Mengapa komunitas ini dimusuhi oleh kelompok Islam mayoritas meskipun dalam interkasi sosial sebenarnya mereka tidak berbahaya? Jika ditelusuri lebih jauh, hal ini tidak dapat dipisahkan dari rancang bangun negara Indonesia yang mewajibkan rakyatnya untuk memeluk lima agama yang diakui oleh negara (Islam, Kristen, Katholik, Hindu, Budha). Karena Wetutelu merupakan agama adat yang secara ajaran berbeda dengan Islam formal –telebih lagi hanya dipraktekkan oleh kelompok minoritas, maka agama ini dianggap tidak sah. Oleh kelompok mayoritas, istilah Wetutelu sering diplesetkan menjadi waktu telu (waktu tiga) yang berkonotasi pada beberapa persepsi, di antaranya: hanya menjalankan tiga rukun Islam saja (syahadat, shalat, puasa), hanya menjalankan shalat tiga kali sehari, dan sinkretisasi tiaga agama, yaitu Islam, Hindu, dan Animisme (Prasetia, 2005a; 2005b).
Di tengah diskriminasi sosial yang sampai saat ini masih dialami, komunitas Wetutelu tetap berusaha mempertahankan keyakinannya dengan metode resistensi yang produktif, yaitu melalui pewacanaan konsep Wetutelu menurut versi mereka sendiri. Menurut Foucault (1973), wacana memberikan bentuk terhadap obyek yang dibicarakan, sehingga pembentukan wacana selalu terkait dengan kuasa. Namun, kuasa tidak selalu berkonotasi represif, karena dalam konteks tertentu bersifat produktif, yaitu sebagai sarana untuk membentuk subjektivitas dan identitas. Upaya meluruskan kesalahpahaman kelompok Islam mayoritas terhadap konsep Wetutelu yang dilakukan oleh penganut Islam Wetutelu dalam terang pemikiran Foucault merupakan strategi resistensi agar identitas sosialnya tetap terjaga.

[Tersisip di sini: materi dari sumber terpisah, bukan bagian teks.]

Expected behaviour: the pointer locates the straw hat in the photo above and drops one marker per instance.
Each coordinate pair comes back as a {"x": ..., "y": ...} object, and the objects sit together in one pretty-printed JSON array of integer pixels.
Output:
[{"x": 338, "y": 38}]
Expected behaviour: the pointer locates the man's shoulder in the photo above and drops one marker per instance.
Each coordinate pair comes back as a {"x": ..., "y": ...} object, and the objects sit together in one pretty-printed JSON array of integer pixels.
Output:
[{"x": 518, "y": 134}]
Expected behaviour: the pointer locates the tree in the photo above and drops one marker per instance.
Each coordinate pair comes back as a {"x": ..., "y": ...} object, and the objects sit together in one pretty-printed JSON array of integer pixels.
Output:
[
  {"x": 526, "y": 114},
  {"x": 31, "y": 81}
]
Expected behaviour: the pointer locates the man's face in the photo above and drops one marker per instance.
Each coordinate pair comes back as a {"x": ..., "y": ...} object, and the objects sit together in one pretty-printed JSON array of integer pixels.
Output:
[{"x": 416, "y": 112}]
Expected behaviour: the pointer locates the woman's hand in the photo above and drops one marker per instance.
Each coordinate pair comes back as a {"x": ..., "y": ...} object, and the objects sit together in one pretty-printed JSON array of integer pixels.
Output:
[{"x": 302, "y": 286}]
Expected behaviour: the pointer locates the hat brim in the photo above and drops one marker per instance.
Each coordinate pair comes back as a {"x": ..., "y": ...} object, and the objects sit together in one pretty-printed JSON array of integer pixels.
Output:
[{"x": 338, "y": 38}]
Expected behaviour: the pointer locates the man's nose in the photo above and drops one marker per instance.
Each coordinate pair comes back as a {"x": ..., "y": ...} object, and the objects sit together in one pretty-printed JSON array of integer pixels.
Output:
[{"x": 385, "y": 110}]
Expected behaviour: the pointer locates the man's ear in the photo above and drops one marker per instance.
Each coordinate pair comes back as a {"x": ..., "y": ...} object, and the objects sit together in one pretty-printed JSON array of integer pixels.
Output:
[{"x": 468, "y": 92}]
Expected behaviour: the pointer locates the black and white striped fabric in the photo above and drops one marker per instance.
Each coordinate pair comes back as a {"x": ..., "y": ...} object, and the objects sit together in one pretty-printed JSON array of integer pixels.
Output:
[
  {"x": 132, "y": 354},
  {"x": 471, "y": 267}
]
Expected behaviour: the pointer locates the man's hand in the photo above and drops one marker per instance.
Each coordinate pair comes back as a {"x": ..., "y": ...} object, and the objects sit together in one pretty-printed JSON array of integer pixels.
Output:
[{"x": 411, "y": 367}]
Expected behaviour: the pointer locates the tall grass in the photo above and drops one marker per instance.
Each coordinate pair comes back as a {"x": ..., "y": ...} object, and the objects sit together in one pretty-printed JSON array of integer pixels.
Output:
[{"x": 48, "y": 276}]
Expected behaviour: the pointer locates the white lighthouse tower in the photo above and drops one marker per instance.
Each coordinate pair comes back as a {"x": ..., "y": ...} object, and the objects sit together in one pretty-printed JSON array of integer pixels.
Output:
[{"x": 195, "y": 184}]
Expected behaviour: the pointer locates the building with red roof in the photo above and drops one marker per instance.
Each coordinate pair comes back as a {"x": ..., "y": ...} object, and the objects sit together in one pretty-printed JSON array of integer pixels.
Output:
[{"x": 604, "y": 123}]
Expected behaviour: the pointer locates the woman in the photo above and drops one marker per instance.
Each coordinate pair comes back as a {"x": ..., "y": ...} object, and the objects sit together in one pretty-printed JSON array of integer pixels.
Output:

Pertama-tama penganut Islam Wetutelu meluruskan pengucapan yang salah terhadap istilah Wetutelu, bukan waktu telu, melainkan Wetutelu. Meskipun secara fonologis kedua istilah tesebut hampir sama, namun secara makna keduanya jauh berbeda. Istilah Wetutelu menurut penganutnya sendiri merujuk pada tiga pilar utama ajaran mereka. Di kalangan penganut Wetutelu sendiri terdapat dua versi terkait dengan pemaknaan istilah telu (tiga) tersebut. Pendapat pertama mengatakan bahwa Wetutelu adalah representasi dari Allah, Adam, dan Hawa. Sedangkan pendapat yang kedua menganggap Wetutelu merujuk pada tiga siklus utama dalam kehidupan manusia, yaitu menganak (kelahiran), menteluk (bertelur), dan mentiuk (bertumbuh). Kata wetu dalam pendapat yang kedua berasal dari kata metu yang artinya keluar –yang berkonotasi pada tiga proses mewujudnya isi dunia ini (Budiwanti 2000; Prasetia, 2005a).
Konsep tersebut merupakan inti dari ajaran Wetutelu, yang selanjutnya turut menentukan bagaimana para penganutnya membentuk sebuah sistem pandangan dunia atau kosmologinya. Jika merujuk pada penjelasan di atas, terutama definisi Wetutelu menurut pendapat yang kedua, jelas terlihat bahwa dunia dan kehidupan ini terbentuk melalui siklus tiga tahap di mana antara yang satu dengan yang lainnya saling terkait. Di bawah ini akan dibahas secara lebih lengkap bagaimanan penganut Wetutelu mengkonstruksi dunia dan kehidupannya, yang merupakan operasionalisasi lebih lanjut dari tiga pilar utama ajaran yang dianutnya.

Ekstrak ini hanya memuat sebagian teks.